Blood and Water: The Christian Fight for Holiness

Blood and Water: The Christian Fight for Holiness

We fight for holiness, for this leads to real peace and joy. We fight for holiness, “for without holiness no one will see the LORD” (Hebrews 12:14). We fight for holiness, because our Father, whom we love, is holy and he wants us to be like him. “Be holy, because I the LORD your God, am holy” (Leviticus 19:2; 1 Peter 1:15-16).  

The apostle John stood on Golgotha and watched Jesus die in agony. He heard him utter, “It is finished,” and he saw his head drop at the moment of his death. He saw the soldier take his spear and plunge it into Jesus’ side, right into his heart. And he saw something remarkable: an immediate flow of blood and water (John 19:34). This distressing and surprising sight gripped John’s mind and soul. We know that because of the very weighty testimony he gives to it:

The man who saw it has given testimony, and his testimony is true.

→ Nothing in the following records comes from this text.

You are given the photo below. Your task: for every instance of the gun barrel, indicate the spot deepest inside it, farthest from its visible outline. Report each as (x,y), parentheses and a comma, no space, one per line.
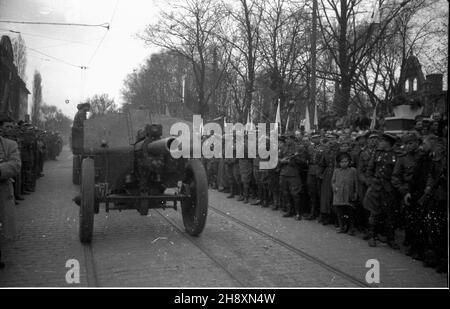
(158,147)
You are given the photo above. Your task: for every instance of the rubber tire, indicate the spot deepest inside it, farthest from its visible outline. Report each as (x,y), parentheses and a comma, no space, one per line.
(87,201)
(76,169)
(194,214)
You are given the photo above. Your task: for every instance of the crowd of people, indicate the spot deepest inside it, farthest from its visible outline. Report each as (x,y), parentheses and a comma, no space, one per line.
(24,148)
(369,183)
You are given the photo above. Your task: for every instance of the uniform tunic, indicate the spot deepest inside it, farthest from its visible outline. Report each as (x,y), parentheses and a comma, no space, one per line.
(9,168)
(345,186)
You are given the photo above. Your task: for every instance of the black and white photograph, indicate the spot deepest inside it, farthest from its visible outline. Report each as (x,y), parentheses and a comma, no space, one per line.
(246,146)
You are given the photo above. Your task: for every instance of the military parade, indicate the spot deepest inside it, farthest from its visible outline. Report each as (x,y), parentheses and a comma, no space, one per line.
(256,144)
(371,183)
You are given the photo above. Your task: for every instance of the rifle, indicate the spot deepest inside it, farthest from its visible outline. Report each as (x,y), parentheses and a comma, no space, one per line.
(424,199)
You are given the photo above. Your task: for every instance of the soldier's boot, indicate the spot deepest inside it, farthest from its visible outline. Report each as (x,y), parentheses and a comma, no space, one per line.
(297,209)
(290,211)
(430,259)
(232,191)
(391,243)
(240,193)
(2,265)
(351,224)
(372,241)
(246,194)
(340,218)
(442,266)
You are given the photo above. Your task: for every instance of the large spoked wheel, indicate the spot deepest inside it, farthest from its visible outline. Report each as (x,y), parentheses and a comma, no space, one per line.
(76,170)
(195,209)
(87,200)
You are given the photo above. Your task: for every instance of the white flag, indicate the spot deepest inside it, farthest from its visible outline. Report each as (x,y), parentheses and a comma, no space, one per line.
(277,117)
(183,83)
(287,124)
(307,121)
(316,119)
(375,17)
(374,118)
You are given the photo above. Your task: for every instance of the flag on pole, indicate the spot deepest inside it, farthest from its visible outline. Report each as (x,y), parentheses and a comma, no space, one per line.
(374,118)
(277,117)
(167,110)
(183,83)
(375,17)
(287,124)
(316,119)
(307,121)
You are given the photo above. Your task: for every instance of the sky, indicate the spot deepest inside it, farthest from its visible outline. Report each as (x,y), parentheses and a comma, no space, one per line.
(109,55)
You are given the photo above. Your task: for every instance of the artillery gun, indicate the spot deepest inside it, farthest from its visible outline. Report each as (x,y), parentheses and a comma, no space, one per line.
(124,167)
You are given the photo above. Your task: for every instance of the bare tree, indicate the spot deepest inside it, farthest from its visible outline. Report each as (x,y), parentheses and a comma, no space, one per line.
(36,98)
(350,38)
(284,49)
(101,105)
(243,37)
(189,28)
(20,56)
(407,35)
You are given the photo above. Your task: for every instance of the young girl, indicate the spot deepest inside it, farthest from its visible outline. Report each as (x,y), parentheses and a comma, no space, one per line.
(344,184)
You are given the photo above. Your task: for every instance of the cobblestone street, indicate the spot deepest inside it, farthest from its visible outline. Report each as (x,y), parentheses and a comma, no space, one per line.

He knows that he tells the truth, and he testifies so that you also may believe.
(John 19:35; see also 1 John 5:6-8; all Scripture quotations from NIV)

This makes us think of the temple. The temple was God’s house, and a person could only go into God’s house via the altar and the sea (1 Kings 7:23-26 and 2 Chron. 4:2-5). At the altar sin was atoned for by the blood of a substitutionary sacrifice. At the sea—which held some seventeen tons of water—sin was washed away.

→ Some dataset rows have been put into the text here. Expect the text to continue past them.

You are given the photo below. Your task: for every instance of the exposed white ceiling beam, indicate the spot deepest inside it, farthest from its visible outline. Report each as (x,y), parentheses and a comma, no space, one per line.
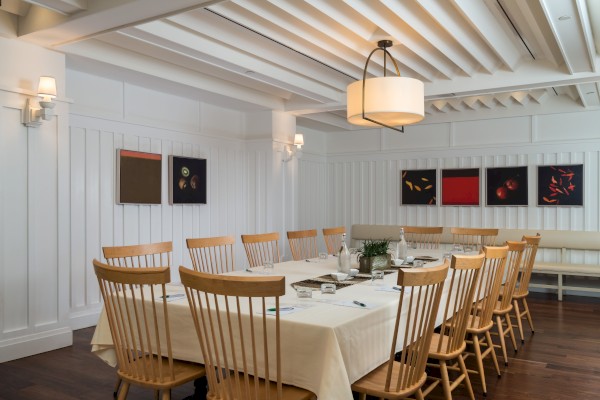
(96,50)
(483,21)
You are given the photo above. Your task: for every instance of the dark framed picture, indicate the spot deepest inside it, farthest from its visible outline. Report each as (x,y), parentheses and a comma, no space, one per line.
(419,187)
(506,186)
(460,187)
(560,185)
(187,180)
(138,177)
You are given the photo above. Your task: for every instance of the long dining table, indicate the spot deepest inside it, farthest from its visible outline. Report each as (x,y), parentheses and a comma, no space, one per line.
(327,342)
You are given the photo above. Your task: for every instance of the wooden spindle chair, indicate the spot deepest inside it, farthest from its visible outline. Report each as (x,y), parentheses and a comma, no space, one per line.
(505,306)
(239,335)
(261,248)
(449,344)
(303,244)
(134,300)
(475,238)
(415,320)
(333,238)
(522,287)
(423,237)
(212,255)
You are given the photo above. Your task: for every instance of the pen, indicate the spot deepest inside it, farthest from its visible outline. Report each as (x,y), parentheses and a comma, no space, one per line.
(281,309)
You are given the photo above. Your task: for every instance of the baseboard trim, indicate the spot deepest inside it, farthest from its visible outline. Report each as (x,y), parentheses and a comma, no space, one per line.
(35,343)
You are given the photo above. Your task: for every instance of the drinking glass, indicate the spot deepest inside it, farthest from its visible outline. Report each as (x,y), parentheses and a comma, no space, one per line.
(377,277)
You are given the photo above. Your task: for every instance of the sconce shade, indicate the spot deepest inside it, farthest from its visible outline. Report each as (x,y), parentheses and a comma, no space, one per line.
(47,87)
(299,140)
(392,100)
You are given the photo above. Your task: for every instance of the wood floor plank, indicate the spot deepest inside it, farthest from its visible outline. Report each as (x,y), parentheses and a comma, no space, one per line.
(560,361)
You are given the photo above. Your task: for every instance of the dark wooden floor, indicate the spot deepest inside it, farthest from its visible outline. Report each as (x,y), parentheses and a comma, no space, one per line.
(560,361)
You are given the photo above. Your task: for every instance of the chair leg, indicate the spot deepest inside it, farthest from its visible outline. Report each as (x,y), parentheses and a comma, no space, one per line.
(511,331)
(519,323)
(501,335)
(445,380)
(488,338)
(528,314)
(463,368)
(479,360)
(123,391)
(117,385)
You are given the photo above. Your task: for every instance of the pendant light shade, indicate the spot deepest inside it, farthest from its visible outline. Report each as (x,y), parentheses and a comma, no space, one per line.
(388,101)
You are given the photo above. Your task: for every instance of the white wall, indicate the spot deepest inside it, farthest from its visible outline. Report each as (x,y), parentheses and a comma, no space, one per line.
(363,171)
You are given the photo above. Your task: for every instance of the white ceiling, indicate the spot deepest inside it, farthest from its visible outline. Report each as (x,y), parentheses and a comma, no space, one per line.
(477,58)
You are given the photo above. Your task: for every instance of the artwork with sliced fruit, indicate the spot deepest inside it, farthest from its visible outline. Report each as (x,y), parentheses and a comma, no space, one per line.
(506,186)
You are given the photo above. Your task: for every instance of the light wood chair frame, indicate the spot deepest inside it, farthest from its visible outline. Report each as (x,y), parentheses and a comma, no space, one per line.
(418,307)
(212,255)
(139,324)
(303,244)
(423,237)
(449,344)
(485,300)
(333,238)
(522,287)
(502,311)
(474,237)
(216,304)
(261,248)
(140,255)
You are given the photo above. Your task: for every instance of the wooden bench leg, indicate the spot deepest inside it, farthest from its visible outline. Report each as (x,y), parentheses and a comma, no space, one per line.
(560,283)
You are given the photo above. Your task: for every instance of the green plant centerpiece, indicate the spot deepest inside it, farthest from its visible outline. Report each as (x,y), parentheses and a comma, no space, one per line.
(374,255)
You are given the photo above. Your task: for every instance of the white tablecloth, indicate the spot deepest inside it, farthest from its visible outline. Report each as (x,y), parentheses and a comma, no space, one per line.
(325,347)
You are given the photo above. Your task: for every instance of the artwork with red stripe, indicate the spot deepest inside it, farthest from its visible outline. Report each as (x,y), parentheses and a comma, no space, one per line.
(460,187)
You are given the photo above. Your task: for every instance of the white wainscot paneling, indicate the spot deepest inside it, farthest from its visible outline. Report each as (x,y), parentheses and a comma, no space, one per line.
(347,142)
(490,132)
(573,126)
(94,95)
(158,109)
(219,121)
(418,136)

Reconciliation to God means blood atonement, and washing. Jesus’ death, releasing water and blood, accomplished both for his people.

Jesus’ death has washed us.

My impression is that we focus very much on the blood. I believe in Jesus, he died for me and his blood atoned for my sins, and so I have been saved from the punishment of hell. This is glorious, but he did not die just to free us from punishment. He died also to wash us and make us clean. He died to save us from the punishment of sin, and he died to wash away the corruption of sin: the guilt of our sin, and its power over our lives.

A believer therefore not only has a new ultimate destiny, but a new life right now. The old sinful nature has been crucified (Rom. 6:6). We have been freed from its slavery (Rom. 6:18). We were once wedded to the sinful nature; but that cruel old husband is now dead, and now we belong to a good husband (Rom. 7:4).  Our sinful hearts of stone are transformed into tender hearts of flesh (Ezek. 36:26). There is rebirth (John 3:7) and a new creation (2 Cor. 5:17).

Sanctification is the process of growing in holiness.

Jesus’ death has washed us. We are free to walk in this new life, we will want to walk in this new life, and we must walk in this new life. This is sanctification.

The word is built from the Latin sanctus, meaning “holy.” In the Latin Bible the angels around the throne in Isaiah 6 call out Sanctus, Sanctus, Sanctus, Dominus! Sanctification is the process of growing in holiness.

At this point we must distinguish between definitive and progressive sanctification. Definitive sanctification is really the same as justification; it is an act of God whereby he declares us right and holy in his sight on the ground of Jesus’ death:

…But you were washed, you were sanctified, you were justified in the name of the Lord Jesus Christ and by the Spirit of our God.